When you put yourself out there, like I am with this blog, you are going to have a lot of helpful suggestions come your way. People with good intentions are throwing things my way that I should change about myself, that I really had no problem with in the first place. Example people say I should get rid of my signature Andrea Marston bangs. They say it gets in my eyes and I have been rocking this look since I was 3 years old. Okay, I see those points but Andrea bangs are so my thing. I think they bring out my eyes, hide some of my face chubbiness and look quite cute with my glasses. So no, the bangs are not going but the big ass, judgemental-ness and rigidness are.I am making changes that I think I need, to be in a better place in MY life.
After years of being the shoulder to cry on, the best friend like a little sister emotional slave to too many unworthy guys, and little miss perfect to my family, teachers and society; I am ready to just rock me. I am ready to answer to no one but me when it comes to what I do with my life. I know who I am and I am ready to take big steps, that I never have felt ready to take before.
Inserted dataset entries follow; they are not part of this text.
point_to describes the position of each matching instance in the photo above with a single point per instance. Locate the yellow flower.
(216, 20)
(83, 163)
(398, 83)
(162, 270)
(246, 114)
I am ready to travel the world and meet new people. I am ready to move to Toronto and go after my dream career. And I am ready to fall head over heels in love with someone who is totally worthy of the awesomeness that is Andrea Marston.
I am not the scared broken person I was 3 years ago. I have risen above all the shit that happened to me and I came out of hiding. And now, I am fighting for every day I am getting the chance to live. A couple of people left me broken and battered and alone and I hid away for a long time and licked my wounds. But now, I am back, stronger and I am ready for anything. So here I am taking leaps of faith again and it makes me feel... alive.